When it comes to TV, Star Wars is sitting very pretty after the enormous success of Jon Favreau’s The Mandalorian, a space opera tour de force that has completely re-routed Disney’s vision for its long running saga. All of a sudden, we are due to see multiple enticing spin-offs centred on characters including Boba Fett, Ahsoka Tano and Cara Dune, which will eventually culminate in a grand crossover event involving the soft-hearted bounty hunter. Star Wars’ number one rule – that members of the Skywalker clan must be at the heart of all major events – has been Death Starred in less time than you can say: “Great shot kid, that’s one in a million!”
But how about the big screen, where Star Wars began, and where – until very recently – it was always imagined the saga’s most vital moments would play out? Here, we find ourselves in a very different place, with the once promising sequel trilogy having ultimately disappointed due to a lack of fresh thinking and an approach to macro-storytelling more chaotic than a box of angry Krykna.
This week we got the titbit of news that Marvel supremo Kevin Feige’s long-mooted Star Wars movie is still moving ahead, with Rick & Morty producer Michael Waldron now on board to write the screenplay. Waldron is also writing Doctor Strange in the Multiverse of Madness, and is head writer on the upcoming Disney+ series Loki, starring Tom Hiddleston’s prince of mischief. In short, he’s being trusted with a whole heap of Disney-owned properties.
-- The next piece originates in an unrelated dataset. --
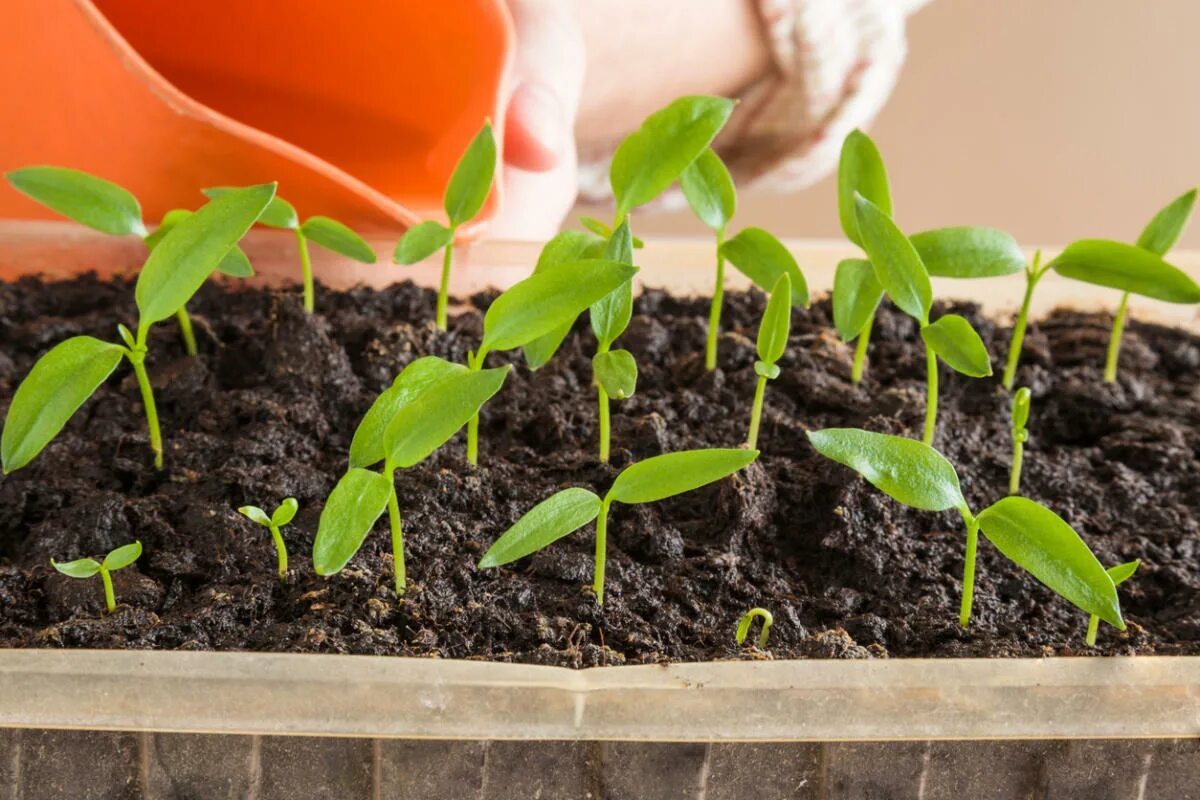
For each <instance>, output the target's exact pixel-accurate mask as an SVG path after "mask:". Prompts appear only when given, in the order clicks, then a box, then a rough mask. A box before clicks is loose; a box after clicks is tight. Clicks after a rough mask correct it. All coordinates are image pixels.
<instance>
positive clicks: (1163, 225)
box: [1138, 190, 1196, 255]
Then there’s Rogue Squadron, the starfighter spin-off that Wonder Woman’s Patty Jenkins was recently tapped to direct, about which little is known other than it looks like another off-centre project. Finally, of the movies still thought to be on Lucasfilm’s current slate, there’s another untitled film from Jojo Rabbit’s Taika Waititi, about which very little is yet known.
We do have – back on TV – upcoming shows based on the early lives of Obi-Wan Kenobi and Lando Calrissian. So it is not as if the Skywalker clan and their pals have been completely scrubbed from galactic history. But it would be a shock to see any of these films continuing where the messy and disappointing Rise of Skywalker left off. There was a sense, watching that movie, that Disney-era directors of Star Wars had become trapped by the overwhelming legacy of 40-plus years of space opera shenanigans, to the point that it made more sense to wipe the slate clean and start again with fresh story arcs, free of the terrible pressure inspired by legions of fans watching one’s every move.
That’s precisely what Rian Johnson’s proposed new Star Wars trilogy was once intended to do, prior to The Mandalorian changing everything. The Last Jedi film-maker was announced in November 2017 as the director of a new triptych set in an as-yet-undiscovered corner of a galaxy far, far away. But very little has been heard about these movies since October 2019, when Johnson cryptically told Entertainment Tonight he would still be “thrilled if it happens”. That’s a pity, for divisive as The Last Jedi turned out to be, it was still the only film in the sequel trilogy to really try to shake up the saga.
The worry is that Johnson’s ideas might no longer sit in the sweet spot where Lucasfilm president Kathleen Kennedy currently sees the saga going, which seems to be centred on either the Mandalorian-verse or fan-friendly nods to supporting characters from the original trilogy.
The basic plan seems to be a shift into what we can only refer to as a kind of Hollywood populism: taking anything that has worked in previous Star Wars ventures and expanding on it. This is why Donald Glover is returning as cocky smuggler Calrissian (as pretty much the only character in Solo: A Star Wars Story that fans really took to), and Rogue One’s Diego Luna is back as Cassian Andor for his own Disney+ spin-off. And yet, if the future of Star Wars is to match its glorious past, we need something more than this cosy, reactive creativity. We know nothing about the grand plan for the big screen – will all these new movies exist within the same timeline, so that their major players can be brought together Marvel-style for another grand space opera smackdown? Or will Star Wars remain content to play out in the margins for the time being?
For those of us who witnessed the mess Lucasfilm made of the over-ambitious sequel trilogy, such short-term thinking might seem a safer bet than the alternative. And yet at some point the Disney-owned studio will need to find a way to mirror the success of the original trilogy by telling a multiple-episode tale that transports us once again to the whirling, mesmeric cosmic playground of our dreams, to a galaxy that seemed creatively limitless. It doesn’t seem like too much to ask – just don’t bring back Emperor Palpatine yet again or we’ll have to feed you to the krayt dragon.